Photo: Antoine Joubert

Bonne nouvelle, la position de conduite est beaucoup plus intéressante que par le passé. Sans procurer le confort d’une compacte (façon Honda Civic), il faut admettre que les sièges sont mieux sculptés, épousant le corps à merveille et évitant ainsi la fatigue lors des longs trajets. La planche de bord propose quant à elle tous les accessoires modernes, incluant un écran intégrant Apple CarPlay/Android Auto sans fil, une instrumentation numérique détaillée et un chargeur par induction pour appareil cellulaire. Une application mobile afin de faciliter la gestion de recharge et l’obtention de données accompagne chaque Fiat 500e, par ailleurs dotée de sièges avant chauffants.

Photo: Antoine Joubert

Lorsqu’il est question de puissance d’accélération, retenez surtout qu’elle est en mesure de livrer 162 lb-pi de couple de façon instantanée. Car si la puissance est plutôt modérée (117 ch) pour les fortes accélérations, le couple initial permet une réactivité sensationnelle en milieu urbain, là où la Fiat 500e est évidemment le plus à l’aise. Parce qu’elle tourne sur un dix sous, qu’elle accélère promptement et parce qu’elle se gare là où vous ne pourriez imaginer le faire avec votre voiture actuelle. Sauf si bien sûr, vous conduisez déjà une Fiat 500… ou une smart!
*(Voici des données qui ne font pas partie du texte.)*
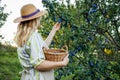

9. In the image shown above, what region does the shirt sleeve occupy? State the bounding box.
[30,33,45,68]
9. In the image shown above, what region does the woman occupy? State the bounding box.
[14,4,69,80]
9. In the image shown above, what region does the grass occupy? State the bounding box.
[0,46,22,80]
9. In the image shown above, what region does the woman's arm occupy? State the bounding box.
[36,55,69,71]
[45,22,60,46]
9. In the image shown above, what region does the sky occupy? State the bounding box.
[0,0,44,43]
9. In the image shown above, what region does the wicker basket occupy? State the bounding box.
[44,46,68,62]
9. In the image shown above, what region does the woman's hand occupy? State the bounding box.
[52,22,61,31]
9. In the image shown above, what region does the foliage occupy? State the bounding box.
[0,0,9,39]
[0,45,21,80]
[40,0,120,80]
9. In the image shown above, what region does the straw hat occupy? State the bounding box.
[14,4,47,23]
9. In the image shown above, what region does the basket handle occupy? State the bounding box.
[42,47,48,53]
[62,45,68,51]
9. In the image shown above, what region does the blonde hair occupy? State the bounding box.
[14,18,40,47]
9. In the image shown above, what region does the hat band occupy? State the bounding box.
[22,9,40,18]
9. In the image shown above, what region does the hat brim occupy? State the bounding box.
[13,10,47,23]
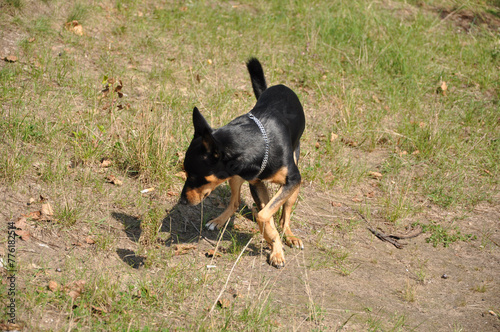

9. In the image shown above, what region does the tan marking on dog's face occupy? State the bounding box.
[186,174,228,205]
[266,166,288,185]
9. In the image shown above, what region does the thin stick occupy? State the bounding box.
[208,237,253,315]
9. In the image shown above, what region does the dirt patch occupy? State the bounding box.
[2,180,500,331]
[433,7,500,33]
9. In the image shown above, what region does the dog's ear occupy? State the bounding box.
[193,107,221,159]
[193,107,212,138]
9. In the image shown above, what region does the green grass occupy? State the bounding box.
[0,0,500,330]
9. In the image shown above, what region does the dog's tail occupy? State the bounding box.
[247,58,267,100]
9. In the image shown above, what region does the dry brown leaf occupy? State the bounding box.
[340,137,358,148]
[3,55,17,62]
[365,191,375,198]
[217,298,231,309]
[85,237,95,244]
[174,244,196,256]
[106,174,123,186]
[90,305,108,315]
[175,171,187,181]
[64,20,83,36]
[14,216,28,229]
[26,211,42,220]
[205,249,222,258]
[101,159,113,168]
[49,280,59,292]
[15,229,31,241]
[368,172,382,180]
[141,187,155,194]
[0,323,24,331]
[64,280,85,300]
[41,202,54,216]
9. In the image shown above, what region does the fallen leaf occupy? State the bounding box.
[41,202,54,216]
[441,81,448,96]
[368,172,383,180]
[217,298,231,309]
[3,55,17,62]
[205,249,222,258]
[0,323,24,331]
[101,159,113,168]
[85,237,95,244]
[174,244,196,256]
[106,174,123,186]
[90,305,108,315]
[141,187,155,194]
[340,137,358,148]
[27,211,42,220]
[175,171,187,181]
[14,217,28,229]
[49,280,59,292]
[64,280,85,300]
[64,20,83,36]
[15,229,31,241]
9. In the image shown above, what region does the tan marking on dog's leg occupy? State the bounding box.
[256,185,298,268]
[250,181,269,211]
[206,176,245,230]
[280,186,304,249]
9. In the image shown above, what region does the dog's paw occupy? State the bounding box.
[269,248,285,269]
[285,235,304,250]
[205,219,225,231]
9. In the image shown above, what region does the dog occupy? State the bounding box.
[180,58,305,268]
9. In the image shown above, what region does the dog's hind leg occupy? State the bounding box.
[280,143,304,249]
[280,186,304,249]
[206,175,245,230]
[255,165,300,268]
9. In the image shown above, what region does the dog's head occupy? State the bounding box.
[180,107,229,205]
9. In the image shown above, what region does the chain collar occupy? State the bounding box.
[247,112,269,178]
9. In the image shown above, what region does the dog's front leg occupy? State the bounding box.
[206,175,245,230]
[255,179,300,268]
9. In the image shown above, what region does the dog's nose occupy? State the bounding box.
[179,196,188,205]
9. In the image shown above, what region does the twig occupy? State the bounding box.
[183,216,214,246]
[208,237,253,315]
[342,203,422,249]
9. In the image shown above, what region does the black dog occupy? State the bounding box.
[180,58,305,267]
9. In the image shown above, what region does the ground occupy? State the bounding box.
[0,0,500,331]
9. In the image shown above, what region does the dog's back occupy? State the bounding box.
[247,58,305,149]
[247,58,267,100]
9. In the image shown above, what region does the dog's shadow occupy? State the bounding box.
[111,187,261,269]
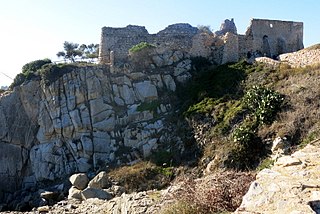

Syndrome de la pile morte…

Vous craignez de ne pas pouvoir effectuer tous vos trajets quotidiens au volant de cette Fiat? Si oui, elle n’est pas pour vous. Parce que si vous roulez plus de 200 kilomètres par jour, vous souhaiterez sans doute une voiture plus confortable et polyvalente qu’un modèle à deux portières et long de seulement 3,6 mètres. Or, sachant que plus de 80% des automobilistes roulent moins de 100 kilomètres sur une base quotidienne, et que plus du tiers sont presque toujours seuls à bord, il y a fort à parier pour que cette voiture vous convienne. Surtout, si vous composez avec le tracas de la congestion routière ou que vous circulez dans les grands centres.

Photo: Antoine Joubert

Le syndrome de la pile morte, excuse fatidique pour d’innombrables automobilistes qui craignent de faire le saut vers l’électrification, ne s’applique donc qu’en de rares circonstances. Avec une autonomie annoncée de 240 kilomètres, sachez qu’en été et en milieu urbain, cette Fiat sera capable d’atteindre entre 260 et 270 kilomètres sans effort. À l’inverse, on estime à environ 160 kilomètres l’autonomie réelle en plein cœur de l’hiver,  en particulier si la voiture ne dort pas au garage. Dotée d’une batterie de 42 kWh, la Fiat 500e consomme donc un peu plus d’énergie qu’une Tesla Model 3, conséquence d’une technologie électrique plus conservatrice et d’un coefficient aérodynamique de seulement 0,324. Heureusement, vous serez en mesure de rapidement la ravitailler en raison d’une vitesse de charge maximale de 85 kW, permettant dans ce contexte une recharge complète en plus ou moins 45 minutes. À domicile, sur une borne de niveau 2, il vous faudra cependant prévoir un bon 6 heures pour cet exercice.

Photo: Antoine Joubert

Prix raisonnable

Actuellement, les rabais octroyés par certains concessionnaires abaissent la facture sous la barre des 29 000 $ (transport, préparation et crédits gouvernementaux inclus). Comme seule option (puisque de série, il n’y a que le blanc), vous pourrez choisir (à 595 $) la version Red Edition de couleur rouge (voilà qui est ironique), sinon en noir métallisé. Cela dit, la Fiat 500e est aujourd’hui étiquetée à un prix raisonnable, et risque de se déprécier que très peu, considérant d’une part la diminution des crédits, et d’autre part, qu’elle soit la moins coûteuse des autos électriques du marché.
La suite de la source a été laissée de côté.